鉄酸化物薄膜作製中にリアルタイムでその性質を解析する技術を開発 柳原教授ら

 金属の酸化物や窒化物の薄膜は、スマートフォンや自動車に使われる電子デバイス、太陽電池やセンサーなど、私たちの生活を支える幅広い技術に利用されています。これらの薄膜を作製する代表的な方法の一つが「反応性スパッタ法」です。これは、ターゲット金属に対してアルゴンなどの不活性ガスと酸素などの反応性ガスを加えてプラズマ中で金属から原子を叩き出し、基板上に薄膜を成⻑させる方法で、産業界でも広く用いられています。しかし、反応性スパッタ法は、ターゲット表面が金属状態と化合物状態の間を移行するため、膜の成長速度や組成が大きく変動し、同じ条件でも膜質が再現しにくいという課題があります。特に、成膜中に材料の化学状態や堆積速度をリアルタイムに把握する有効な方法は限られていました。
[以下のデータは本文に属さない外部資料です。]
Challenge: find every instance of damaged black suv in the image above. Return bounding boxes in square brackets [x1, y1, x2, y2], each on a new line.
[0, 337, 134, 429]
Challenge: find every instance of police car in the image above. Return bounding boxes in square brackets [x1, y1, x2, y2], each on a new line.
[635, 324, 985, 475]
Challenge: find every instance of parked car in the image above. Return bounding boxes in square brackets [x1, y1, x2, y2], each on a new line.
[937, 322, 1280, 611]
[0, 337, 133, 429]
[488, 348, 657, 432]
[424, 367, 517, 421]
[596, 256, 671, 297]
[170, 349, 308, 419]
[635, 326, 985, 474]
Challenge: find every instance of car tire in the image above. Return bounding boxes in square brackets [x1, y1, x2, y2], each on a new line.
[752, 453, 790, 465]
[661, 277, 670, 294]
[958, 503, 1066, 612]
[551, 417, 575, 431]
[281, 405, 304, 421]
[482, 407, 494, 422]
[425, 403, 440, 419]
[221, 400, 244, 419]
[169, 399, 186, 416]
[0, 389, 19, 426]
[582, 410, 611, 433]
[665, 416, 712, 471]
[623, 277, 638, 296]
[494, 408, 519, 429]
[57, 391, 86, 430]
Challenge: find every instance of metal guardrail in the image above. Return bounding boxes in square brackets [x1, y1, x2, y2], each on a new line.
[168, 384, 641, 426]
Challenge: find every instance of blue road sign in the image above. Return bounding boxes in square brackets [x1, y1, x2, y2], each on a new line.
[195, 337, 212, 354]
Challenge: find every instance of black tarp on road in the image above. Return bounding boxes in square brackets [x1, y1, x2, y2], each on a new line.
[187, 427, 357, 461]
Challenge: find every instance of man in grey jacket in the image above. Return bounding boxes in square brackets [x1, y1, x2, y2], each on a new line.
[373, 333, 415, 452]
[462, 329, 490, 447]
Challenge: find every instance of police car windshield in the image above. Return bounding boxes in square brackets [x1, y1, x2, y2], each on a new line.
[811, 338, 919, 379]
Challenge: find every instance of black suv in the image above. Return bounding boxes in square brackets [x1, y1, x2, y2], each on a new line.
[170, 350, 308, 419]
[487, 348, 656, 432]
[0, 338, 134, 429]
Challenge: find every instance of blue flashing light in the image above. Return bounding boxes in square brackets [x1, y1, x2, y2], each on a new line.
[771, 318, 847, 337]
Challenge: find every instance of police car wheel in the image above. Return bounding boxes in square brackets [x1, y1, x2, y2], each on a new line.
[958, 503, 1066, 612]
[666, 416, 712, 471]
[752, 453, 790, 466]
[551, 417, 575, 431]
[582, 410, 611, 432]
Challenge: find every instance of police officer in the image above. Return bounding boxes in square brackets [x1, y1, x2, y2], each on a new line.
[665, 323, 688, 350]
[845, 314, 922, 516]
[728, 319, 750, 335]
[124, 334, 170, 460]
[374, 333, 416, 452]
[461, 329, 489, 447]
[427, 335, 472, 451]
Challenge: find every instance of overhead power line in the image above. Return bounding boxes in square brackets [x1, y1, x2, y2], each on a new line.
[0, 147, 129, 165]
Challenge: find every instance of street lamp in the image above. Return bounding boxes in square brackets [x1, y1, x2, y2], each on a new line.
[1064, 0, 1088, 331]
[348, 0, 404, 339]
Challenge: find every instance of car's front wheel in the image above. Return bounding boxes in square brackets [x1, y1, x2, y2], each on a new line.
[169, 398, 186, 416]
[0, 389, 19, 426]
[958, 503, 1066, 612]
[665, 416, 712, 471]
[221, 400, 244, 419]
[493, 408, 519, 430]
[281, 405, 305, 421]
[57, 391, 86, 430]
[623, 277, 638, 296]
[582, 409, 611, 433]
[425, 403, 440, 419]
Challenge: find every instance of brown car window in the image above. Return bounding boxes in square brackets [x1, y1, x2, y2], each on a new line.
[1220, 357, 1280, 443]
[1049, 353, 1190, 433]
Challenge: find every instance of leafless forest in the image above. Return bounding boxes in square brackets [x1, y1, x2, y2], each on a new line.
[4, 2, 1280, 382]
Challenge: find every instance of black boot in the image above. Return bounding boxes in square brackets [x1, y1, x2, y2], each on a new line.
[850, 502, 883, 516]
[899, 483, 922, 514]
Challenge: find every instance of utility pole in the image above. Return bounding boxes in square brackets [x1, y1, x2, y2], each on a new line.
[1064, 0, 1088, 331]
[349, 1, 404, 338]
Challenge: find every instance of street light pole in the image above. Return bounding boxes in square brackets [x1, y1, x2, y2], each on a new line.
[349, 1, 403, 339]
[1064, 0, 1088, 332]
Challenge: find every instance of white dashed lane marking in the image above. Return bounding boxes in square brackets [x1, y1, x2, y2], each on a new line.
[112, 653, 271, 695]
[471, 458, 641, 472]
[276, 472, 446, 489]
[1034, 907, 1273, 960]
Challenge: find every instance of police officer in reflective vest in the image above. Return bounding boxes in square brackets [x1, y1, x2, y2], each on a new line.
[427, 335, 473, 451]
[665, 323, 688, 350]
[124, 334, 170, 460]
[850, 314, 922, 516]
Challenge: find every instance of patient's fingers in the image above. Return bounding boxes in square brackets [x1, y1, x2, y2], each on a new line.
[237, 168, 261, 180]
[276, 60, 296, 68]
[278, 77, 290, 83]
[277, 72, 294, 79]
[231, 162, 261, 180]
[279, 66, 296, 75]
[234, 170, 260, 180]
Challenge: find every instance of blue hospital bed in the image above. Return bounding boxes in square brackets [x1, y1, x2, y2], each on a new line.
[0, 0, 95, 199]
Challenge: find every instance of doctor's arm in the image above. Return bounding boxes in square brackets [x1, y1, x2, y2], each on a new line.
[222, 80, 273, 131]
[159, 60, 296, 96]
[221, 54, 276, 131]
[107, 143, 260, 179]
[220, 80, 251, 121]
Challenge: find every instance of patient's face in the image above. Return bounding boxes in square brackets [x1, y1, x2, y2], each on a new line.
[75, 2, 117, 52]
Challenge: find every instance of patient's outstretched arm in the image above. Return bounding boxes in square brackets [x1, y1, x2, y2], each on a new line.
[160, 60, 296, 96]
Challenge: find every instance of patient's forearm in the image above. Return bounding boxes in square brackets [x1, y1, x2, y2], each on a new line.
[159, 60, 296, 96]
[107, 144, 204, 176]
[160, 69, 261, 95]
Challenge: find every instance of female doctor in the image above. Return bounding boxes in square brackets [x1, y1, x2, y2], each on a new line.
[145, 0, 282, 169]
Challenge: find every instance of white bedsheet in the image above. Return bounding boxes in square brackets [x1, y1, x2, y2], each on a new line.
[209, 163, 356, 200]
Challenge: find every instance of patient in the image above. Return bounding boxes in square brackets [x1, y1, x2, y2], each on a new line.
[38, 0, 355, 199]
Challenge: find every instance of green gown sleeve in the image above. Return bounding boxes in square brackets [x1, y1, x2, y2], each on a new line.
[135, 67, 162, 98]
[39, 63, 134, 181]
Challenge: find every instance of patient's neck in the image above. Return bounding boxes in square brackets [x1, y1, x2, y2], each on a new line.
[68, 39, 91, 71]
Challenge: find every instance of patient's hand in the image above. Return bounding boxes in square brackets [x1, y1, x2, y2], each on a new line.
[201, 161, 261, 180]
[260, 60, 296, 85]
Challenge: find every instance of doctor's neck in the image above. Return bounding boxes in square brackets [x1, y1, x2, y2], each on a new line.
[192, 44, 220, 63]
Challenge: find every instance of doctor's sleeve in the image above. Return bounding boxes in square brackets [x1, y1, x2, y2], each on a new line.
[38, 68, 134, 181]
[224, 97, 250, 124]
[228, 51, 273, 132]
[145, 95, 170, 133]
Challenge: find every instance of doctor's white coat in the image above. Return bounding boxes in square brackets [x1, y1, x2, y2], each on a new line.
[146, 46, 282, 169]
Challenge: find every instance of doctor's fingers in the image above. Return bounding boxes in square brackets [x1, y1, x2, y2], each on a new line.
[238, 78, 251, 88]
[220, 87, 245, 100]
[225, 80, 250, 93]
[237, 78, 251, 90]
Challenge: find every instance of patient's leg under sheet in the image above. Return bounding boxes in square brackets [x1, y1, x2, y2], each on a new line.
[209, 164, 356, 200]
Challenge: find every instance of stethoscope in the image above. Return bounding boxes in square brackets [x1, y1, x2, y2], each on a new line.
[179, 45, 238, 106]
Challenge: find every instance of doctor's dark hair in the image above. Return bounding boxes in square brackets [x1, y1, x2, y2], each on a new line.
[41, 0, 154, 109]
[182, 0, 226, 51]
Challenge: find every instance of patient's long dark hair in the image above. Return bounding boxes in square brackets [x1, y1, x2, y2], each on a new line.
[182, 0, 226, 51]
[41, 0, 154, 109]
 柳原教授らは、反応性スパッタ中に発生するプラズマの数百本以上の発光スペクトルに対して、主成分分析という機械学習手法を適用し、形成中の薄膜の状態を解析しました。その結果、スペクトルの第一および第二主成分のみから、鉄酸化物薄膜の価数状態を正確に識別できること、また、膜の成長速度を高精度に予測できることを実証しました。本手法は、特定の波長のスペクトル光線や水晶振動子ではなく、全波長情報を活用する点が大きな特徴です。さらに、それぞれの酸化物相を特徴付ける主成分の組み合わせから、価数状態に対応する代表スペクトルを再構築でき、物質同定に有効であることが示されました。

 本研究結果は、これまで困難だった成膜プロセスの「見える化」を実現するものであり、複雑な反応性スパッタのプロセスをリアルタイムで理解・制御する新しい道を開きます。原理的には、他の酸化物や窒化物薄膜の製造にも応用でき、高品質なデバイス製造技術への展開も可能です。